Writes
This page lists the types of write requests you can send to Bigtable and describes when you should use them and when you shouldn't. For information on aggregating data in a cell at write time, see Aggregate values at write time.
The Bigtable Data API and client libraries allow you to programmatically write data to your tables. Bigtable sends back a response or acknowledgement for each write.
Each client library offers the ability to send the following types of write requests:
- Simple writes
- Increments and appends
- Conditional writes
- Batch writes
Bigtable client libraries have a built-in smart retries feature for simple and batch writes, which means that they seamlessly handle temporary unavailability. For example, If your application attempts to write data and encounters a temporary outage or network issue, it automatically retries until the write is committed or the request deadline is reached. This resilience works with both single-cluster and replicated instances, with single-cluster routing or multi-cluster routing.
For batch and streaming write operations, you can use the Bigtable Beam connector. For more information, see Batch writes.

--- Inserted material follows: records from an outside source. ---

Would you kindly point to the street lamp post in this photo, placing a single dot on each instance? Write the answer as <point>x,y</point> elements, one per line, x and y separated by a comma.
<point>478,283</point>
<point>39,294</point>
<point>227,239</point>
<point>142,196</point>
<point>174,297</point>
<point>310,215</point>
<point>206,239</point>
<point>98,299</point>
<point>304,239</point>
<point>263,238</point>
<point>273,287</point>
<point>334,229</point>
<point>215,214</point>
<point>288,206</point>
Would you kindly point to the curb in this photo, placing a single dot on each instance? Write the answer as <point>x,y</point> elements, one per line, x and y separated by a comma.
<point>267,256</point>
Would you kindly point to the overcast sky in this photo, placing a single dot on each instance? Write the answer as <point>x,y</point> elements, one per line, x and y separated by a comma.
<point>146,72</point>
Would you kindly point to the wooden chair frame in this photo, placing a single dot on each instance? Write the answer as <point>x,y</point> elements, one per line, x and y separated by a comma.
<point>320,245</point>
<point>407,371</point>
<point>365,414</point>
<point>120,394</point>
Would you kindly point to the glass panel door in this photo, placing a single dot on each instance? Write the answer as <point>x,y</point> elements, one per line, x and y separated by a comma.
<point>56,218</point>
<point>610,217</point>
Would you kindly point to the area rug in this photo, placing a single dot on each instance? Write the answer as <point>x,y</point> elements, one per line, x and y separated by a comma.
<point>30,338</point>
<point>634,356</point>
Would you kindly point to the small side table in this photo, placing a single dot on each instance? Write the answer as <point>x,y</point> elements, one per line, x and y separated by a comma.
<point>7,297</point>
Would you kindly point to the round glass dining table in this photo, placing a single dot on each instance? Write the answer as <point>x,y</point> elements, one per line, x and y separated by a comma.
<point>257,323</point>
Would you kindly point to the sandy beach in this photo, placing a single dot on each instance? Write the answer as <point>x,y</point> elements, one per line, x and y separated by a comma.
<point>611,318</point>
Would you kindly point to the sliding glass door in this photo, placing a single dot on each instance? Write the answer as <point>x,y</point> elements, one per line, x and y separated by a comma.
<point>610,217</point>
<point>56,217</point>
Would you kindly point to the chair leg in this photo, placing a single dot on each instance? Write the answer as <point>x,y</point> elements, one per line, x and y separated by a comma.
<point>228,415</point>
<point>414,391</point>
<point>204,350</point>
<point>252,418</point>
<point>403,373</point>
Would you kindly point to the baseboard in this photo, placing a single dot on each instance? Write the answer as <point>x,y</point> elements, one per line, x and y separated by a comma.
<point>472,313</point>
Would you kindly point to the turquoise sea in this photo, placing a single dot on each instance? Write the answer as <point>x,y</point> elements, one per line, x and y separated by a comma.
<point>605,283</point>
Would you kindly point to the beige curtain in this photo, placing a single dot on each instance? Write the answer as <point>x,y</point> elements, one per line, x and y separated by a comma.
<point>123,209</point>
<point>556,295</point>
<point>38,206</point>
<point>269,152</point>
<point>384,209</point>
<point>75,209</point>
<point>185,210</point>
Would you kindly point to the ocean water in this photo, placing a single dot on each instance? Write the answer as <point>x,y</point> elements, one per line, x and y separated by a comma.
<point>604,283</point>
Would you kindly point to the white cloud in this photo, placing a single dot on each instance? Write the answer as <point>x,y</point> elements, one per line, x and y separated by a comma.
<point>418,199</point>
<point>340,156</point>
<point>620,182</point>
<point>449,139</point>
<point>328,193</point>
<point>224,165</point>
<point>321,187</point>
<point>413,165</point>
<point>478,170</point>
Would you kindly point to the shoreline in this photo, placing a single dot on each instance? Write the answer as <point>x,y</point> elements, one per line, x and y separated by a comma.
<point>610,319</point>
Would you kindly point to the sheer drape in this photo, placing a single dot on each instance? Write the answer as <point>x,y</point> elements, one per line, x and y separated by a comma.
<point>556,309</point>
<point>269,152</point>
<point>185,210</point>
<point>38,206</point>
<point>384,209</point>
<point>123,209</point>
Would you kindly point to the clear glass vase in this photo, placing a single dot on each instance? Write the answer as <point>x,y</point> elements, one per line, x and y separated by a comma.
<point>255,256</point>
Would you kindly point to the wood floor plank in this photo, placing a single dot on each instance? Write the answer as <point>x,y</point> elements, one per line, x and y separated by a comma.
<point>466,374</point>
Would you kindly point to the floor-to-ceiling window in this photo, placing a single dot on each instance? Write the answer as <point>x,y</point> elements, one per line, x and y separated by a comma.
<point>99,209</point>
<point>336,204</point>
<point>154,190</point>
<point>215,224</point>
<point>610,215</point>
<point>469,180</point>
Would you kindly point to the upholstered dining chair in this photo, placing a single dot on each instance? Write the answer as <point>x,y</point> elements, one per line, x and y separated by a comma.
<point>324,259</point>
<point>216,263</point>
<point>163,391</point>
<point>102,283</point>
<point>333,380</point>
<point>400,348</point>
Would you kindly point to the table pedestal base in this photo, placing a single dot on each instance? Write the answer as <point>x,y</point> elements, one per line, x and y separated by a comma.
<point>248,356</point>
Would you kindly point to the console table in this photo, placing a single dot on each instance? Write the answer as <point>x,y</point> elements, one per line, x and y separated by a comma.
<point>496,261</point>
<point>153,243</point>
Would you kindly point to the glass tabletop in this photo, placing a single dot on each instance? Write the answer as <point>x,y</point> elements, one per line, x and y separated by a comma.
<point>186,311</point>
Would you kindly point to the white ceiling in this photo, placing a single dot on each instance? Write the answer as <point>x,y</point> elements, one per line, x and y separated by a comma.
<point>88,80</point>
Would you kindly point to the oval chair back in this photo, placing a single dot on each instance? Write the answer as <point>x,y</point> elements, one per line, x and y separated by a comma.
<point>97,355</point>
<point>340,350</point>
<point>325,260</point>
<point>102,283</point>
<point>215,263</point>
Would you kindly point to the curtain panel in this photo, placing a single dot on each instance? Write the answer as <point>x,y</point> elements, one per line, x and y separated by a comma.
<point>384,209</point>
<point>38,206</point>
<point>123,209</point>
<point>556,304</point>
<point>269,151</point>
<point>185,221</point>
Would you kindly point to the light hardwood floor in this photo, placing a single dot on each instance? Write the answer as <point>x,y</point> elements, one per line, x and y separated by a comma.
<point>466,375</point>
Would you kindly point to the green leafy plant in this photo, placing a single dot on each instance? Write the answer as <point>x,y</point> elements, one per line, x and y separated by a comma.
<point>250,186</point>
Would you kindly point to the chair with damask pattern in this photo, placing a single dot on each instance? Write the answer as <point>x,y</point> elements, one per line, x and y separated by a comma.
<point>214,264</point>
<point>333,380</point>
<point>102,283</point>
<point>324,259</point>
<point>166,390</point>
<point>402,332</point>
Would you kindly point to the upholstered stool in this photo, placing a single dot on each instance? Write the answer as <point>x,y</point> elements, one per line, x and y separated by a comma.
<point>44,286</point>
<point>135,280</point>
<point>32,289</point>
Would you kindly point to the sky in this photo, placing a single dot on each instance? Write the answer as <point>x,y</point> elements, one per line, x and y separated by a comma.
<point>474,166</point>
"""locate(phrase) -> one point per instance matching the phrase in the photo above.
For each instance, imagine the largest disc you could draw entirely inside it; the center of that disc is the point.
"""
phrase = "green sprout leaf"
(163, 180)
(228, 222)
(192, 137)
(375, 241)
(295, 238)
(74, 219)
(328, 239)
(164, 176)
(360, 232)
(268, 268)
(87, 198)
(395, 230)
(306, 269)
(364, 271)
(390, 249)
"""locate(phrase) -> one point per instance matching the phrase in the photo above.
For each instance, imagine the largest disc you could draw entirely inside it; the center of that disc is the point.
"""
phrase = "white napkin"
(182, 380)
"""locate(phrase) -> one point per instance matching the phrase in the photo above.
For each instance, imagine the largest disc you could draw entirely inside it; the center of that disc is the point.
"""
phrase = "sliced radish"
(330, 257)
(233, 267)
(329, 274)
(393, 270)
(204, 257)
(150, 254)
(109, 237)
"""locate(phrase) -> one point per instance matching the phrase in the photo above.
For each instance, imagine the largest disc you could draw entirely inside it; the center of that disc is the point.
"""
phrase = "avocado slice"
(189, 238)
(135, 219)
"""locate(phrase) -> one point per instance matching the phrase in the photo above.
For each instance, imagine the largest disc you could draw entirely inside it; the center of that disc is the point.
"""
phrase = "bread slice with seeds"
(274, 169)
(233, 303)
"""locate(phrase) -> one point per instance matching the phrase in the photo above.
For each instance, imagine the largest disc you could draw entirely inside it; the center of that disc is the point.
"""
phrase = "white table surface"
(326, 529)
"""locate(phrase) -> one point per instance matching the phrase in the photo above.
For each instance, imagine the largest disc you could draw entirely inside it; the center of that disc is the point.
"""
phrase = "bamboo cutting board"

To learn about limits that apply to write requests, see Quotas and limits.
For Cloud Bigtable client library examples of the write requests described on this page, see Write examples.
Types of writes and when to use them
All write requests include the following basic components:
- The name of the table to write to.
- An app profile ID, which tells Bigtable how to route the traffic.
- One or more mutations. A mutation consists of the following elements:
- Column family name
- Column qualifier
- Timestamp
- Value that you are writing to the table
The timestamp of a mutation has a default value of the current date and time, measured as the time that has elapsed since the Unix epoch, 00:00:00 UTC on January 1, 1970.
A timestamp that you send to Bigtable must be a microsecond value with at most
millisecond precision. A timestamp with microsecond precision, such as
3023483279876543
, is rejected. In this example, the acceptable timestamp value is
3023483279876000
.
All mutations in a single write request have the same timestamp unless you override them. You can set the timestamp of all mutations in a write request to be the same or different from each other.
Simple writes
You can write a single row to Bigtable with a MutateRow
request
that includes the table name, the ID of the app profile that should be used, a
row key, and up to 100,000 mutations for that row. A single-row write is
atomic. Use this type of write when you are making multiple mutations to a
single row.
For code samples that demonstrate how to send simple write requests, see Performing a simple write.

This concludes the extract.